As is characteristic of those who pull Scripture verses out of context, those who posit the “life at first breath” argument don’t apply their thinking consistently throughout the passage. If the creation of Adam is describing how all people come to be, then those who believe that must also say that you must first be formed from the dust of the ground and then God must personally breathe into your nostrils. But, of course they don’t believe that. Why? Because it’s inconvenient to the point they want to make!
Those who posit the “life at first breath” argument don’t apply their thinking consistently throughout the passage.
Such people are inconsistent because they aren’t attempting to accurately read and interpret God’s Word; they are trying to force the Bible to support a view they’ve already come to.
Furthermore, this argument is fallacious because babies breathe in the womb: they just don’t yet breathe the same way they will outside the womb. Babies are taking in oxygen and exchanging carbon dioxide through their mom’s blood via the umbilical cord and placenta. This is the same thing taking place in your lungs every time you inhale and then exhale.
Babies’ lungs are also at work, taking amniotic fluid in and out for months before delivery. This “inhaling and exhaling” allows them to practice the motions, strengthening their tiny lungs before the big day.

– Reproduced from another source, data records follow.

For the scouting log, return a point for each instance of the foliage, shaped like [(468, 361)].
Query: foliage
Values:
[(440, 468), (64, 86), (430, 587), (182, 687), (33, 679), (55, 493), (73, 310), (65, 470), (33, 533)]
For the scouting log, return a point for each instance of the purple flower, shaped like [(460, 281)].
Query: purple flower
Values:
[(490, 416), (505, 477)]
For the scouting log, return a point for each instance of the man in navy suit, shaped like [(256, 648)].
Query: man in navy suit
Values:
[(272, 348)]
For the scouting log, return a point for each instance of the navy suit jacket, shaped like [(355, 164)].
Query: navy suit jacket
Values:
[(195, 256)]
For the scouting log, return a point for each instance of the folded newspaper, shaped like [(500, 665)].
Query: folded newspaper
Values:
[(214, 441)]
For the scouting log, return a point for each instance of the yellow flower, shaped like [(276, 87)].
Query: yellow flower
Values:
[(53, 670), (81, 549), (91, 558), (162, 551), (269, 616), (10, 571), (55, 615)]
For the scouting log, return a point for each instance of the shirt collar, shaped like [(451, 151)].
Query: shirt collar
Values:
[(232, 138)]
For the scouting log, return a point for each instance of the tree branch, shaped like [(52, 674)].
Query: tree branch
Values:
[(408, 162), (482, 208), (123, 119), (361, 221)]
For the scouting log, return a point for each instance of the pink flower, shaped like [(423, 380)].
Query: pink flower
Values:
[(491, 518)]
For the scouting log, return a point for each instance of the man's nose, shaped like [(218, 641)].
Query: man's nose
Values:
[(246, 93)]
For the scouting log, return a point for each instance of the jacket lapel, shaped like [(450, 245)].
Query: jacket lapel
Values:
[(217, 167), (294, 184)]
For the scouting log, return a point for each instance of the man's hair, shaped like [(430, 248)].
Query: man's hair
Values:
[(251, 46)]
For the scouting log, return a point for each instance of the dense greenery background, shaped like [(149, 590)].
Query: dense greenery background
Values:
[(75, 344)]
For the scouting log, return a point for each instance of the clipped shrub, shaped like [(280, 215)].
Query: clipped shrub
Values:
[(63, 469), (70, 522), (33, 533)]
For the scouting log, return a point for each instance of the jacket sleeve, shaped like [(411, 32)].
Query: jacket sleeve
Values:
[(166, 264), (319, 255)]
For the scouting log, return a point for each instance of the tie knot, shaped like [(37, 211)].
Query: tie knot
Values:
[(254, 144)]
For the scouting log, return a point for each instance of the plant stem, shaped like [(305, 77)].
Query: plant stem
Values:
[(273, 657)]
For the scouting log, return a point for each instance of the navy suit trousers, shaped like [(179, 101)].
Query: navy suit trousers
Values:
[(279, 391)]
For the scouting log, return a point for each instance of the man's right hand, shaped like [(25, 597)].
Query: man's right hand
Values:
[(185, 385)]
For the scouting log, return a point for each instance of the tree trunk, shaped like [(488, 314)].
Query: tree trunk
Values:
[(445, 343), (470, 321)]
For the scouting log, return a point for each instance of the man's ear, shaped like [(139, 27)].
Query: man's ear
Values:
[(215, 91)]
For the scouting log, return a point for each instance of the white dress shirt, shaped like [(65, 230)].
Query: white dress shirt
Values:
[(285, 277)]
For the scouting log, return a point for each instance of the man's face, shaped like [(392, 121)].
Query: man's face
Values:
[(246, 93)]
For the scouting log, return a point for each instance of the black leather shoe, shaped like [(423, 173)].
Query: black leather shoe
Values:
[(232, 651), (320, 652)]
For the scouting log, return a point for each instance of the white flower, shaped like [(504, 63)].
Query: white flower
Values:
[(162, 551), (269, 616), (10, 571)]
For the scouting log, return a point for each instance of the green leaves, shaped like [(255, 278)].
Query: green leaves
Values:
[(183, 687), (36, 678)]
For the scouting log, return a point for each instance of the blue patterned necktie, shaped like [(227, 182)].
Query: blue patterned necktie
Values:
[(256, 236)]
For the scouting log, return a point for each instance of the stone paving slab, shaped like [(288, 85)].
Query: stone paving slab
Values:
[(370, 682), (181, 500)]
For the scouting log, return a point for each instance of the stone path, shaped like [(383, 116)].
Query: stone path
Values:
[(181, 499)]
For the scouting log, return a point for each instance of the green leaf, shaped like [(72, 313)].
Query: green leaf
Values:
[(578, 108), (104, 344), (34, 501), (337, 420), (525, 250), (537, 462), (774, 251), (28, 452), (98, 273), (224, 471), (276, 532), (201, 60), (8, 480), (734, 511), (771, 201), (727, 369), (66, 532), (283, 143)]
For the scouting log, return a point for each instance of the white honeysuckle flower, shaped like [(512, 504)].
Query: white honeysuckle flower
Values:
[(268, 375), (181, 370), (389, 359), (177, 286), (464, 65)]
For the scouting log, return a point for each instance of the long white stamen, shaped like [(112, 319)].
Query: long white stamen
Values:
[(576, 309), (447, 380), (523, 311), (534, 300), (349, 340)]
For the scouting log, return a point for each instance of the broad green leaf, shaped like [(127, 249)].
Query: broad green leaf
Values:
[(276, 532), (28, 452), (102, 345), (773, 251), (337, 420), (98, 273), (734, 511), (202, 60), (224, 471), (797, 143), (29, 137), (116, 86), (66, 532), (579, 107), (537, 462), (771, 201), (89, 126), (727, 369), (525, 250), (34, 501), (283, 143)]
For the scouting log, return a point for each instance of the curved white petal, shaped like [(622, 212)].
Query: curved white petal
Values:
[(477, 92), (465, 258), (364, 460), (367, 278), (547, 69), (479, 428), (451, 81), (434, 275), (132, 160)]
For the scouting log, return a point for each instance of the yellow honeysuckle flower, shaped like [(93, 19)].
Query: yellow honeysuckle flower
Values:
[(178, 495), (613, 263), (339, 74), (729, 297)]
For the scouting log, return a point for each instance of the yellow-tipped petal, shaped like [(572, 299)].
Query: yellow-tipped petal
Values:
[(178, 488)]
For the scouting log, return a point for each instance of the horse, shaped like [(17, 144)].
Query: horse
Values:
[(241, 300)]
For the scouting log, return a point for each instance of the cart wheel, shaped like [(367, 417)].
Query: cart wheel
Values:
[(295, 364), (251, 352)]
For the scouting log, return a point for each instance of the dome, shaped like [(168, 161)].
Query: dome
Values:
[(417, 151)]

Before God breathed into him, Adam was a lump of dirt, formed into the shape of a man and yet not a man because he lacked life (or a soul). He wasn’t lying on the ground, wiggling, smiling, sucking on his fists, or playing with his toes. He was inanimate because God, the Giver of life, hadn’t yet given his creation life.
Contrast that with an unborn baby. In the womb, babies respond to light and sound (particularly the sound of their mom’s voice), are learning the rudiments of language, suck their thumbs and fists, play with their toes and even the umbilical cord, and kick, stretch, and roll. Surgeries can now be done in utero to save the lives of unborn babies, and babies born too prematurely to breathe on their own can survive with medical interventions.
God gave Adam life when he breathed into him; he gives each person after (excepting Eve) life at the moment of fertilization when he begins knitting them fearfully and wonderfully together.
Clearly an unborn baby and the formed-but-not-yet-alive body of Adam are in no way analogous (nor were they intended to be!). God gave Adam life when he breathed into him; he gives each person after (excepting Eve) life at the moment of fertilization when he begins knitting them fearfully and wonderfully together.
Those who cavalierly (usually in meme form) claim the Bible says life begins at first breath are twisting the Scriptures to support an agenda. Such people do not genuinely love God’s Word, seeking to please and honor God in their interpretation and application of it. Rather, such people have already rejected God and his Word as the authority and are looking for a quick “proof text” to justify their own sinful beliefs and actions (and to convince believers to get on their side). But Genesis 2:7 does not teach what they want it to teach because Scripture is utterly consistent from Genesis to Revelation, and it always treats the unborn as fully alive and human because . . . they are.